De predikant vertelt dat er pas nog twee jonge vrouwen bij hem op de stoep stonden, baby’s in hun armen. „Ze smeekten om onderdak en warme kleding. De meisjes waren het kindertehuis uitgezet omdat ze hun kindjes niet wilden laten aborteren of afstaan. Wat kunnen wij anders doen dan hun onderdak en warmte bieden? Maar we hebben er wel de middelen voor nodig. Ik zeg daarom: help!”
Dubbeldekker
Ds. Sinkevitsj heeft voorbeelden te over van de gevolgen van de hevige kou van de afgelopen weken. Zo weet hij van een gezin dat tijdens een sneeuwstorm met de auto vast kwam te zitten in metershoge sneeuw. „Ze hebben het niet overleefd.”

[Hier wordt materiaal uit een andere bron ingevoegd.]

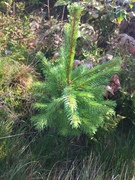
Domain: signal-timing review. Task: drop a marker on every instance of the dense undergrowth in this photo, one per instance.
(29, 54)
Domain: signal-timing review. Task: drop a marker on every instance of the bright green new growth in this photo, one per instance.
(71, 100)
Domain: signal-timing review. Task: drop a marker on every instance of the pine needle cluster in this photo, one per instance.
(71, 100)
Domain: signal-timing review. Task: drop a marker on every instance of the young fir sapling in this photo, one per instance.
(71, 100)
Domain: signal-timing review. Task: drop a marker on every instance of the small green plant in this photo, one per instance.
(71, 100)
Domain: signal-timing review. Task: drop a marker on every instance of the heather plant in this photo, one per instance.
(71, 100)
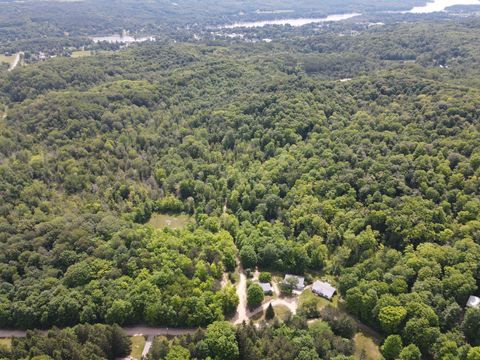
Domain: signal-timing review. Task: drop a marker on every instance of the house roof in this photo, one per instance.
(473, 301)
(323, 288)
(300, 280)
(266, 287)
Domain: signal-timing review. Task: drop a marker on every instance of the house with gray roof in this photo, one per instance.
(323, 289)
(267, 288)
(474, 302)
(298, 282)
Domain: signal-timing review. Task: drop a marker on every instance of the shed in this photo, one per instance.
(323, 289)
(298, 281)
(473, 301)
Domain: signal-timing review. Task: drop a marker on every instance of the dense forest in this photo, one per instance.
(352, 157)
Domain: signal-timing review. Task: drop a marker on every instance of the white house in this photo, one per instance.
(323, 289)
(267, 288)
(473, 301)
(298, 282)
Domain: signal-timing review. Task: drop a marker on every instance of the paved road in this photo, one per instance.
(157, 331)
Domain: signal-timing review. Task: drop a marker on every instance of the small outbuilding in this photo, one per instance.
(474, 302)
(298, 282)
(323, 289)
(267, 288)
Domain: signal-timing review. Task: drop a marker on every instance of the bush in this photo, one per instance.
(265, 277)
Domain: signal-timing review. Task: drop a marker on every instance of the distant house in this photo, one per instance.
(298, 282)
(323, 289)
(473, 301)
(267, 288)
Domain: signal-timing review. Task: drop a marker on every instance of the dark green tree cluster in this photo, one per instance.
(82, 342)
(293, 340)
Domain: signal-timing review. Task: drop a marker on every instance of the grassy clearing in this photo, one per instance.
(282, 312)
(308, 295)
(138, 343)
(6, 343)
(160, 221)
(7, 59)
(81, 53)
(366, 348)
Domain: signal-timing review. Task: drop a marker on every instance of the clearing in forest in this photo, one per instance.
(160, 221)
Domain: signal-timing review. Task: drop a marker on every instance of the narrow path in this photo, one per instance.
(15, 62)
(241, 314)
(157, 331)
(148, 345)
(291, 304)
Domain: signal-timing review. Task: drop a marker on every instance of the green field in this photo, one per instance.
(321, 302)
(160, 221)
(366, 348)
(282, 312)
(138, 343)
(6, 343)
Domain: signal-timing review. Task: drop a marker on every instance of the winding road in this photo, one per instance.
(15, 62)
(243, 314)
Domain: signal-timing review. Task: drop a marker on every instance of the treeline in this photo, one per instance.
(373, 181)
(283, 341)
(82, 342)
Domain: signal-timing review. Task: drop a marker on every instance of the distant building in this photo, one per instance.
(298, 282)
(323, 289)
(267, 288)
(473, 301)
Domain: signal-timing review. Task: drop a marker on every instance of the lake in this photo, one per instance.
(291, 22)
(117, 38)
(441, 5)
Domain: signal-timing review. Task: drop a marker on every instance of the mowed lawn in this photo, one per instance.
(160, 221)
(138, 343)
(366, 348)
(308, 295)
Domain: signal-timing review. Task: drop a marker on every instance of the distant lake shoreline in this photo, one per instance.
(292, 22)
(429, 7)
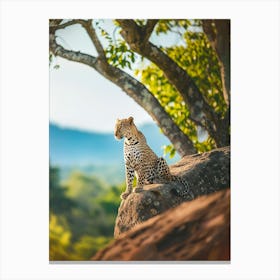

Ergens anders hadden de inzittenden van een dubbeldekker die tijdens een sneeuwstorm vast kwam te zitten, meer geluk. Doordat de chauffeur net had getankt kon die de motor twee dagen laten draaien. Ook andere gestrande automobilisten in de buurt konden zich daardoor aan de warmte laven. „Toen de storm ging liggen maakte het leger de weg sneeuwvrij en waren de inzittenden gered.”
De felheid van de recente sneeuwbuien zijn zeldzaam in Oekraïne, zegt de predikant. Daarom is er ook geen groot materieel voorhanden om de wegen sneeuwvrij te houden.
De hulpdiensten zagen ook niet altijd het gevaar. Tamara en haar man Jemerjan (56) lichtten op de avond dat hun zoon Dima verdween, al vroegtijdig de politie en de brandweer in, maar een agent wuifde hun zorgen weg. Tamara: „Hij opperde dat Dima iets aan het drinken was met zijn vrienden en zo weer thuis zou komen. Maar wij vertrouwden het niet.”
Toen Jemerjan met zijn broer op pad ging om Dima te zoeken, wilde de politie uiteindelijk ook meedoen, mits de familie de brandstof voor hun auto betaalde. „Dat deden we dus. Helaas kon de politie Dima’s locatie niet via zijn telefoon bepalen, want daarvoor was speciale toestemming nodig waarvoor we veel formulieren moesten invullen.”
Dima zou uiteindlijk pas op 9 januari worden gevonden, 3 kilometer buiten het dorp. „Hij had alleen een dun shirt aan”, zegt Tamara. „Zijn muts, sjaal en handschoenen lagen verspreid om hem heen. Mensen die onderkoeld raken, ontkleden zichzelf omdat ze het ontzettend warm krijgen als ze bevriezen. Wij kunnen nog niet geloven dat hem dat is overkomen, het voelt alsof hij nog elk moment ons huis kan binnenstappen. Het is allemaal zo verschrikkelijk snel gegaan: hij douchte zich, telefoneerde en verdween.”
Onafhankelijke geest
Vader Jemerjan is diep ontdaan van het verlies van zijn zoon. „Het is alsof er een zware steen om mijn maag drukt”, zegt hij. „Wij zijn Russisch-orthodox, we geloven en weten dat moeiten ook gelovigen treffen. In de Bijbel staat dat God juist mensen beproeft die Hem liefhebben. Wij vragen God nu of Hij ons in ons verdriet wil helpen. Wij weten dat Hij ons liefheeft en ons draagt.”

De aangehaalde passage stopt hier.